図面に関して、従来の形式の開口カップ形状の容器10上に用いられる蓋1が示されている。蓋1は一体構成で、一般に2で表示された弁体と共に同時成型される。蓋1はその下側に一体周囲スカート3が設けられ、該スカート上部縁は半径方向外側に延びる周囲稜4により区切られている。蓋1がそのカップ形状容器10の開口頭部に嵌合されると、スカート3はカップ内下向きに延び、稜4はカップの上部周囲縁に着座する。これにより適宜のシールが形成され、こぼれを阻止する。蓋1内の、スカート3により区切られたもの以外の唯一の開口は、上方に突出するマウスピース6内の開口5である。マウスピース6の一般形状は、従来のトレーナーカップの形状と類似して良い。その違いは弁体2を設けたことにある。弁体2は弾性的可撓性シート又はディスク7から形成され、後者はゴム、好ましくはプラスチック材料で良く、単数又は複数のスリット8が在る。スリットを一つにしても良いが、好ましくは交差してクロスカットを形成する一対のスリットを用いる。そのスリット又は各スリットは開口スリットと云うよりは文字通りスリット或いはその分割で、弁体2を形成するシート7がマウスピースの内側に向かって僅かに皿状に窪む自然の弁体状態では、そのスリット又は各スリットは充分に閉じて、液体が容器の内側から或いは空気が容器の外側から出ないようにする。
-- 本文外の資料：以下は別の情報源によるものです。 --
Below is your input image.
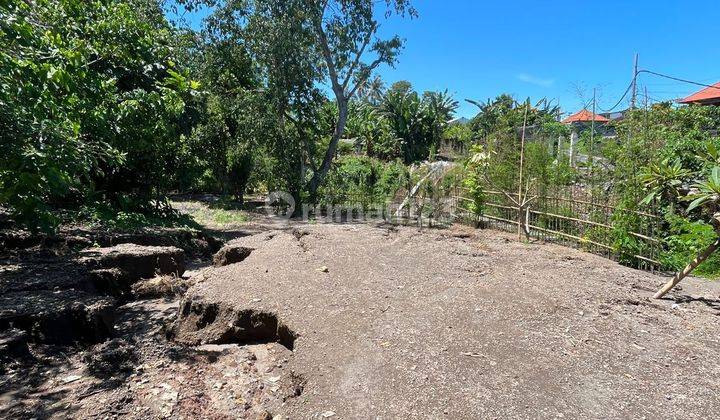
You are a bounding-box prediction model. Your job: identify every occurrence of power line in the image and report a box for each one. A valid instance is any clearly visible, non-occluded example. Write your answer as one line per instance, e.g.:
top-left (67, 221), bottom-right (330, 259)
top-left (600, 69), bottom-right (720, 112)
top-left (638, 69), bottom-right (720, 90)
top-left (600, 78), bottom-right (635, 112)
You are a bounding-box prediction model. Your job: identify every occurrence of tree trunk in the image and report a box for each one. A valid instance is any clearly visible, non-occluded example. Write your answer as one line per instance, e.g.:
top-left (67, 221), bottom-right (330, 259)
top-left (653, 238), bottom-right (720, 299)
top-left (310, 96), bottom-right (348, 200)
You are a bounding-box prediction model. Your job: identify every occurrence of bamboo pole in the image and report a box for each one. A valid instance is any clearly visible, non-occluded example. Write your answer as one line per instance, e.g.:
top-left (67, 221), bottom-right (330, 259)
top-left (517, 103), bottom-right (530, 241)
top-left (653, 238), bottom-right (720, 299)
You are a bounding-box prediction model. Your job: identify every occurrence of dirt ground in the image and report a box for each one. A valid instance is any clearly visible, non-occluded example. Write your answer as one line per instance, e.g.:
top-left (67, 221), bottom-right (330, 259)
top-left (0, 218), bottom-right (720, 419)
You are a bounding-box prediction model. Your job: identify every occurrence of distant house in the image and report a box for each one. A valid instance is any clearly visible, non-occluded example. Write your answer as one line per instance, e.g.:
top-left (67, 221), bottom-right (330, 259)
top-left (558, 109), bottom-right (615, 166)
top-left (562, 109), bottom-right (610, 124)
top-left (678, 82), bottom-right (720, 105)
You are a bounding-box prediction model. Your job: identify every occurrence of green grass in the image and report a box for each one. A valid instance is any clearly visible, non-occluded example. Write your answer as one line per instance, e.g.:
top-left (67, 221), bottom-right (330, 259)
top-left (171, 201), bottom-right (250, 229)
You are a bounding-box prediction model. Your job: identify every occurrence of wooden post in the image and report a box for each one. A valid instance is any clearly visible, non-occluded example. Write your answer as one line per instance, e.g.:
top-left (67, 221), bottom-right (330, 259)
top-left (653, 238), bottom-right (720, 299)
top-left (518, 104), bottom-right (530, 241)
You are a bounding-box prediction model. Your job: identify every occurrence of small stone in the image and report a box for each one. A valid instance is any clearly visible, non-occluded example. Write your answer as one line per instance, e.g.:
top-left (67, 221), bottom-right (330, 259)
top-left (62, 375), bottom-right (82, 384)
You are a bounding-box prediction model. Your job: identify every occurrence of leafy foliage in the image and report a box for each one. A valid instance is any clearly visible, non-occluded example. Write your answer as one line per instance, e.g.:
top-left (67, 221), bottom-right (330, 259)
top-left (0, 0), bottom-right (197, 229)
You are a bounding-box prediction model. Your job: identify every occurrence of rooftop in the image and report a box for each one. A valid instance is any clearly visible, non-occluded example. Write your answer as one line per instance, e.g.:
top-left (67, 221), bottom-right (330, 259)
top-left (678, 82), bottom-right (720, 104)
top-left (562, 109), bottom-right (610, 124)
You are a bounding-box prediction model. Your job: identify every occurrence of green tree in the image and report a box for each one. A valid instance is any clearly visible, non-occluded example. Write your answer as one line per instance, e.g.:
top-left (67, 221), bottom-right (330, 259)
top-left (0, 0), bottom-right (197, 228)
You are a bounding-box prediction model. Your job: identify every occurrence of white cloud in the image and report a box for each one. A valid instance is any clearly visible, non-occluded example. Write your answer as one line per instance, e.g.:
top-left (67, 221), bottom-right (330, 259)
top-left (515, 73), bottom-right (555, 87)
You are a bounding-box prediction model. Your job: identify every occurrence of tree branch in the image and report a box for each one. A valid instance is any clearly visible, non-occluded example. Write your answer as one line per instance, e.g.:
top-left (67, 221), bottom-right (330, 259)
top-left (347, 57), bottom-right (385, 98)
top-left (343, 23), bottom-right (377, 92)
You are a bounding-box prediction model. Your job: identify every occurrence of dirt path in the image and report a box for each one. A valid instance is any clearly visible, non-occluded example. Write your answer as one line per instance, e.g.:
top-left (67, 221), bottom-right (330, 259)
top-left (176, 225), bottom-right (720, 418)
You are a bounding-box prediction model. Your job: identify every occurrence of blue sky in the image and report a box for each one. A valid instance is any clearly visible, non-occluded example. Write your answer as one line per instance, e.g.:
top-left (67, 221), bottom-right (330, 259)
top-left (173, 0), bottom-right (720, 117)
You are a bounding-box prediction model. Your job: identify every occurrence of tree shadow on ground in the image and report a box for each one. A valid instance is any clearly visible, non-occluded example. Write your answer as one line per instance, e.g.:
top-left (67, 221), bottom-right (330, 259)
top-left (665, 295), bottom-right (720, 316)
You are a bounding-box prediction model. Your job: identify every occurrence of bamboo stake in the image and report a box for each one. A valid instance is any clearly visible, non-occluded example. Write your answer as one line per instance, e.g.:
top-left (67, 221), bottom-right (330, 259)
top-left (653, 238), bottom-right (720, 299)
top-left (518, 100), bottom-right (530, 241)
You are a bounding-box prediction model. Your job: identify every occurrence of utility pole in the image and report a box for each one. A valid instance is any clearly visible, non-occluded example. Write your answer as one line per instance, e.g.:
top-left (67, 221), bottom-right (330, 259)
top-left (630, 53), bottom-right (638, 109)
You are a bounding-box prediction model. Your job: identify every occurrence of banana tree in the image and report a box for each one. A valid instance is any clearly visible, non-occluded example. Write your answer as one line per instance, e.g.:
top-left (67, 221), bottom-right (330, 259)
top-left (654, 166), bottom-right (720, 299)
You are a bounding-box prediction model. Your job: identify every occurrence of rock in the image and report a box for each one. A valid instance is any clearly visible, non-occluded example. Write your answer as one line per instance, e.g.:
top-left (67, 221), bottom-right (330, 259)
top-left (168, 295), bottom-right (297, 350)
top-left (131, 276), bottom-right (192, 299)
top-left (257, 410), bottom-right (273, 420)
top-left (0, 328), bottom-right (30, 360)
top-left (83, 338), bottom-right (138, 378)
top-left (0, 229), bottom-right (46, 249)
top-left (213, 244), bottom-right (255, 267)
top-left (88, 268), bottom-right (131, 297)
top-left (62, 375), bottom-right (82, 384)
top-left (0, 290), bottom-right (115, 344)
top-left (79, 244), bottom-right (185, 284)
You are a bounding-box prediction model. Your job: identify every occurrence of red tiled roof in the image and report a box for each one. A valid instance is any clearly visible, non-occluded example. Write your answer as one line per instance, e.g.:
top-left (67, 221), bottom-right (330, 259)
top-left (562, 109), bottom-right (610, 124)
top-left (678, 82), bottom-right (720, 104)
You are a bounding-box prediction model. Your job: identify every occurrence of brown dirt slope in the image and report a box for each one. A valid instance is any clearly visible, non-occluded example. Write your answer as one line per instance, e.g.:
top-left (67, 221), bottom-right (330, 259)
top-left (174, 221), bottom-right (720, 418)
オリフィスを、尖った器具でディスク7を貫通することにより、単数又は複数のスリットの代わりに、該ディスク7内に設けても良い。何れの場合にも、ディスクを材料を除去せずにディスク自体を切ることにより、スリット又は他のオリフィスが形成される。」と記載されている。
第1図および関連記載を総合すれば、
引用例2には、概略、
「弁体(2)が設けられたマウスピース(6)を有し、この弁体は、概してその中央部に、通常密閉される少なくとも一つのスリット又は他の穿孔(8)が形成された弾性的に可撓性の膜(7)からなっており、この膜(7)は、マウスピースの内側に向かって皿状に窪み、負圧がかると反転し、液がそのスリット(8)を通して吸引されるようにする飲料容器の蓋(1)。」の発明が記載されている。(以下、「引用発明2」という)

(4-3)対比・判断
本願発明の、「カップ」が、「開口端を有する」ことは、引用発明1に記載の「マグカップ10が、蓋14とねじ山22で係合する」ことに相当する。
そこで、本願発明と引用発明1とを対比すると、
後者の「マグカップ10」、「蓋14」、「吸口26」、「空気孔32」、「蓋14の内壁36」、「第1の内壁突出部34、第2の内壁突出部38」、「支持部52」、「流量調整弁40、42」は、前者の「カップ」、「キャップ」、「飲み口」、「空気孔」、「内部表面」、「複数の合せ面」、「スタック」、「流量制御弁」に夫々相当するから、
両者は、「開口端を有するカップと、
前記開口端を閉囲するように適応させたキャップであって、飲み口、空気孔、内部表面、および前記内部表面と連絡している複数の合せ面とを含み、前記複数の合せ面の1つが前記飲み口に隣接して配置されるかそこに組み込まれ、前記複数の合せ面の別の1つが前記空気孔に隣接して配置されるかそこに組み込まれているキャップと、
2つのスタックを含む流量制御弁であって、前記2つのスタックの各々が前記複数の合せ面の別個の1つと係合してそれにより前記流量制御弁を前記飲み口および前記孔と流体連絡状態におくように適応され、前記2つのスタックの各々が頂部に前記頂部を実質的に完全に横切って伸張し、湾曲する弁フェースを備えている流量制御弁とを備えている飲料用カップ組立体。」で一致し、以下の点で相違している。
相違点a:本願発明では「弁フェース」が、「2つのスタックの各々が頂部に、前記スタックの方向に内向きに湾曲する」ものであるのに対し、引用発明1では、「第1のドーム部分48」は「それぞれ内向きと外向きに湾曲する凹形弁フェース」である点。

〈判断〉
そこで上記相違点aについて検討する。

相違点aについて、
引用発明2においても、「膜(7)は、マウスピースの内側に向かって皿状に窪み、負圧がかると反転し」と、記載されている。
してみれば、引用発明1に記載の「液体排出流量調整弁42」に、引用発明2を適用することは、当業者が必要に応じ適宜なしえた程度である。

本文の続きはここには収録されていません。